Using command-line CVS to access project source files

Getting started with CVS

If you are participating in a development project on this site, you must use CVS as the versioning control tool for project source files. This the first in a series of three tool documents covering information and commands pertinent to using CVS.

Accessing a project's CVS repository

If you have CVS login access for a project hosted on this site, first you must set the CVSroot to access the project's source code repository. In your shell or terminal client, type:

:pserver:yourlogin@CVS.projectname.domain.com:/home/main_CVS_dir

substituting your login and project information.

If you are only working on one project at a time, you only have to set CVSroot the first time you log in to CVS

If you are participating in more than one project and need to access CVS repositories located on different servers, you need to set the CVSroot for each login session access the correct project's source repository.

To log in to CVS, use the following command:

CVS login

Enter your user password when prompted. This should be the same password associated with your user account on this site.

Getting source files

To get a "working copy" of the latest source files, you must check out the source files, a process which copies the files onto your system. First create a directory on your local machine by typing:

   mkdir my_working_dir (the directory name of your choosing)
   cd my_working_dir
 

Then, to check out or copy source file from the repository into your newly created local directory, type:

CVS checkout project_name

This top-level module would contain the entire source code tree (that is, the top level directory and any subdirectories) for that part of the project. There is a fairly common module structure for project CVS repositories initially. As the project grows, the project's source "tree" also grows as subdirectories are added to various modules.

To obtain the source code for a particular module called "module-name" within the project named "project_name", specify:

CVS checkout module_name/project_name

More about checking out a working copy of project files

The CVS annotate command

The annotate command displays information about every line in a committed revision of a file.

The general usage of the cvs annotate command, from a CVS working directory is:

cvs annotate [filename]

Where "filename" is the name of one or more versioned files in the current working directory. Annotate produces a tabular output, showing the following information for every line of the file(s).

  1. Last revision affecting the line
  2. Author of and date on which this line was last modified
  3. The actual line of text in the file

Viewing file revision history

Anyone with CVS read permission can view individual file histories to track revision information by typing:

CVS log filename

The result is a display of the file's revision information, starting with the most current revision, and includes such information as the log message, status, working revision number, and repository revision number.

Comparing file revisions

When someone has edited a file, it's a good idea to review the changes by looking at the original file and the revised file. You can look at files in your local copy or in the repository itself.

Comparing file revisions in your local copy

You can use the diff command to see the particulars of a file's modifications between two revisions in your local copy.

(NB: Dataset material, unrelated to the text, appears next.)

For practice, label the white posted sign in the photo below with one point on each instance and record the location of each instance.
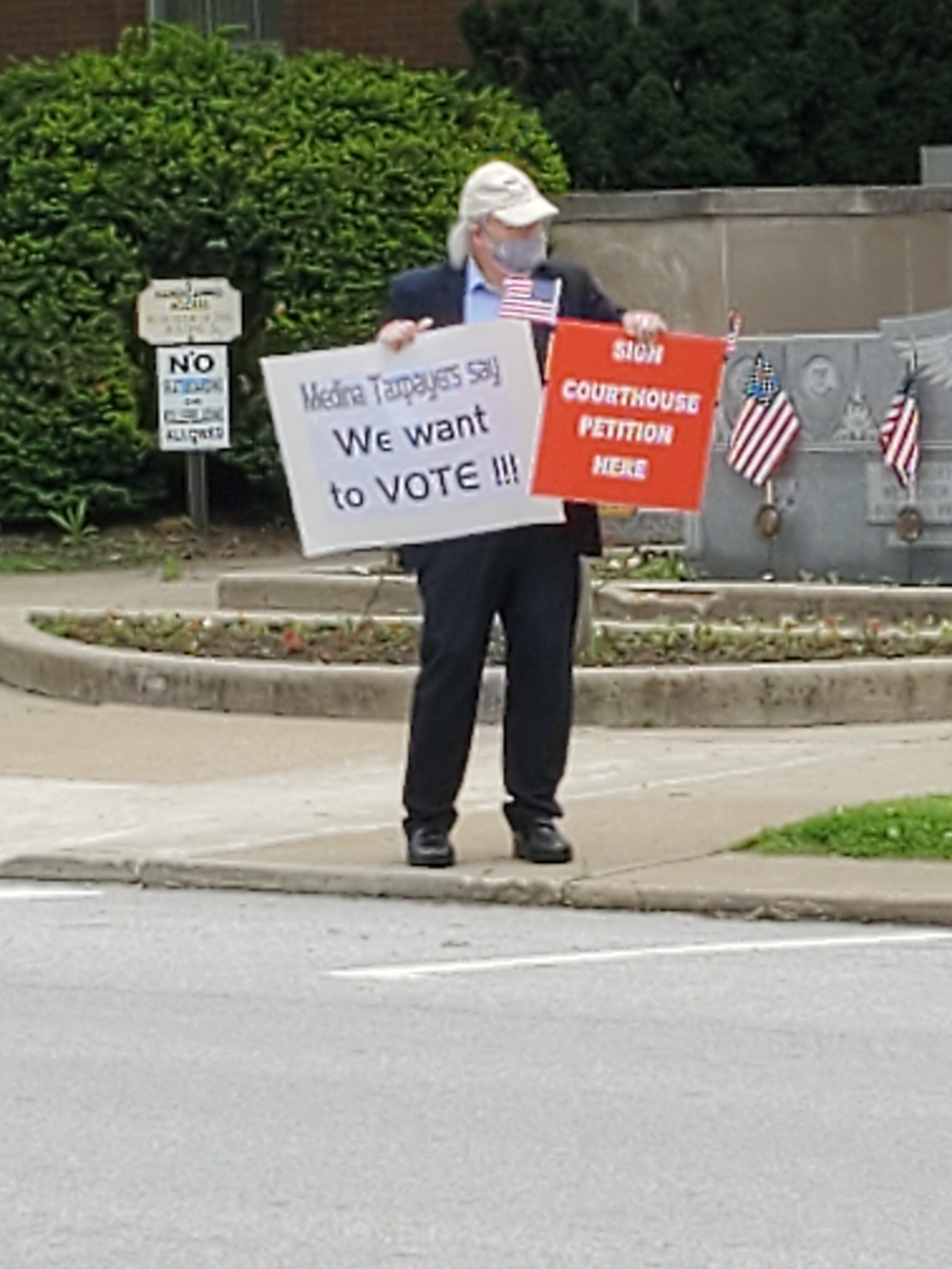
(433, 442)
(190, 311)
(193, 397)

To do that, follow these steps:

  1. Get the file revision number with the "CVS log" command.
  2. Run the diff command like this:
    CVS diff -r revision_# -r revision_#

    The entire file contents display with lines from both versions where differences occur marked by revision number.

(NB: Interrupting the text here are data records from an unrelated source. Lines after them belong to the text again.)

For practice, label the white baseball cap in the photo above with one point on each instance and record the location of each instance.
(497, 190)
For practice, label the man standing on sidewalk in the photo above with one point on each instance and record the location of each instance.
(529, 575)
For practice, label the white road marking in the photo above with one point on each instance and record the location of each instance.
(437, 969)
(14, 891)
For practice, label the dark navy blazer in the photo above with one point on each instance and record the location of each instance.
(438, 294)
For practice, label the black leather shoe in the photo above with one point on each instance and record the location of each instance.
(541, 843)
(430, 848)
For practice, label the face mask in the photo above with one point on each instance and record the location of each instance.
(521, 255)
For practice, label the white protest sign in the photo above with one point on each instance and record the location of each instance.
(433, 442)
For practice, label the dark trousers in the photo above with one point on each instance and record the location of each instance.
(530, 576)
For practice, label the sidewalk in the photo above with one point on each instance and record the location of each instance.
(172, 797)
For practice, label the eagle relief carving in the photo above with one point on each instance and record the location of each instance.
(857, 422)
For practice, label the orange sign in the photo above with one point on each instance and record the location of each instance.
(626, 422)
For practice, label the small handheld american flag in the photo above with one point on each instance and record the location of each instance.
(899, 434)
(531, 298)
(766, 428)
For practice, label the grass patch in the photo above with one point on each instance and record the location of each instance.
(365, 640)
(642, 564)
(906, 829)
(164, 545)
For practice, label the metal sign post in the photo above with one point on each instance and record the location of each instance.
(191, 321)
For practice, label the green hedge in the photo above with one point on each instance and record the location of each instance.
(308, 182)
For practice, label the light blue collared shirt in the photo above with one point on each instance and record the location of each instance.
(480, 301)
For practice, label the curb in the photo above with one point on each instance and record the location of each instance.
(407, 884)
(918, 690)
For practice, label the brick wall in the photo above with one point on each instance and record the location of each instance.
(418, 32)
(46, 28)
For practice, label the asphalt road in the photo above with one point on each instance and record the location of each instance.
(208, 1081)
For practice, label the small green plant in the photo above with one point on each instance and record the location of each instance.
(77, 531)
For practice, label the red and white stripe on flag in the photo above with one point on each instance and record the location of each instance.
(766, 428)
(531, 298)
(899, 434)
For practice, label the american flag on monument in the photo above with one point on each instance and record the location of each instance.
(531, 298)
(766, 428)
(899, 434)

For more information about using the diff command, see Open Source Development with CVS.

Comparing file revisions in the repository

You can use the rdiff command to see the differences between files in the repository. This can be useful if you are away from the machine where your local copy resides.

To do this, follow these steps:

  1. Get the file revision number with the CVS rlog command.
  2. Run the rdiff command like this:
    cvs -d :pserver:<user>@<host>:/path/to/cvs/repository rdiff -r revision_# -r revision_#

    The entire file contents display with lines from both versions where differences occur marked by revision number.

    Note: To use rdiff, you must provide the CVSROOT of the repository, not the relative path. This is different from commands such as add and commit, which only require the relative path.

For more information about using the rdiff command, see Open Source Development with CVS.

Watching files in the CVS repository

You can turn on the "watch" command to tell CVS that you want to receive notifications about actions taken on a file. To add a current user to the list of people to receive notification of work done on files enter:

CVS watch add -a [action] -l [files]

The -a option specifies what kinds of events CVS should notify the user about. The -a option may appear more than once, or not at all. If omitted, the action defaults to all. An Action can be any one of the following:

edit
The file that you are "watching" has the CVS "edit" command applied to it by another user. For example, when two or more people try to commit a file simultaneously there may be a conflict. Then CVS warns you with the "edit" action that the file is being edited by another user.
unedit
The file that you are "watching" has the CVS "unedit" command or the CVS "release" command applied to it. For example, suppose you had been editing a file but later decided to adandon the changes and revert the file to the state it was in before you imposed the "edit" command. Then you apply the "unedit or "release" command to let watchers know that the edited file has either been deleted or reverted to the repository version. If you have deleted the file this command allows CVS update to recreate the file in the repository.
commit
Another user has committed changes to a file you are "watching."
all
All of the above.
none
None of the above.

The files and -l option are processed as for the CVS watch commands.

To remove a notification request established using CVS watch add, the arguments are the same:

CVS watch remove -a [action] -l [files]

If the -a option is present, only watches for the specified actions are removed.

When the conditions exist for notification, the users will receive an email from the CollabNet platform server notifying them of the action performed on the files they are watching.